The crux is this: Granting your friends access to your data does not mean your friends' apps should also have access to this data. Your permission should be required by apps, not your friends'.
Thank you. Hacker News works because adults make their points succinctly and without personal attacks. The exchange above this is the kind of "you don't understand" "no, you don't understand" time-wasting that killed Slashdot.
Hacker News is a big game of Chinese whispers were each step is a popularity contest over 24 hours. You would be hard-pressed to build a more efficient system for misinformation if you tried. While rational discussions should of course be encouraged, it isn't in itself rational to get ones information from Hacker News. The more damaging thing is of course that once your mind gets trained to whatever opinions are popular here, you will have a hard time seeing other arguments. The "you don't understand" "no, you don't understand" is arguably the point of Hacker News.

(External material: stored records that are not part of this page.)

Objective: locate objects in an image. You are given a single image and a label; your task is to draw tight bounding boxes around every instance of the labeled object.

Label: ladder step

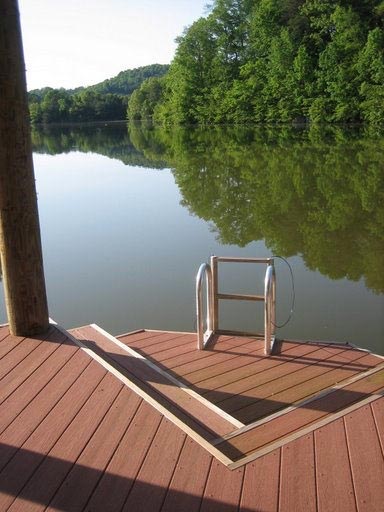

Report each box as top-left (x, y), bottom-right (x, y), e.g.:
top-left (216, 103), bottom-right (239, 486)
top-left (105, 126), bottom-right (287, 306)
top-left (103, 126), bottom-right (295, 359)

top-left (217, 293), bottom-right (264, 302)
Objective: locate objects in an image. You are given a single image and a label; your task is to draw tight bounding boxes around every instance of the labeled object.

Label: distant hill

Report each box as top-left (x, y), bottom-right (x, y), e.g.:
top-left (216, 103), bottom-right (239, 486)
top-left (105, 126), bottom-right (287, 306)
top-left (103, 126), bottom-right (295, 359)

top-left (28, 64), bottom-right (169, 124)
top-left (28, 64), bottom-right (169, 98)
top-left (88, 64), bottom-right (169, 95)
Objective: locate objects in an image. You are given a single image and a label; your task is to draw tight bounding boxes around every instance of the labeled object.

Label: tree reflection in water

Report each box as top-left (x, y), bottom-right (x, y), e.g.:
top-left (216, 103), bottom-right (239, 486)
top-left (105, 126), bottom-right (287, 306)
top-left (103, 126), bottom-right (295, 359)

top-left (32, 124), bottom-right (384, 293)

For the record Tepix point is supported by essentially anything published by any authority on the subject from the beginning of facebook. As others, further down on the page, have pointed out even the FTC complained about this in 2011:
'''Facebook represented that third-party apps that users' installed would have access only to user information that they needed to operate. In fact, the apps could access nearly all of users' personal data – data the apps didn't need. [...] Facebook told users they could restrict sharing of data to limited audiences – for example with "Friends Only." In fact, selecting "Friends Only" did not prevent their information from being shared with third-party applications their friends used.'''
They have access to your stuff, and they signed away access to the stuff that they have access to when they gave such and such app permissions. It's like if you loan your house key to a friend and they make copies of it and give it to all their friends. It's hardly the lock-maker's fault or the lock's.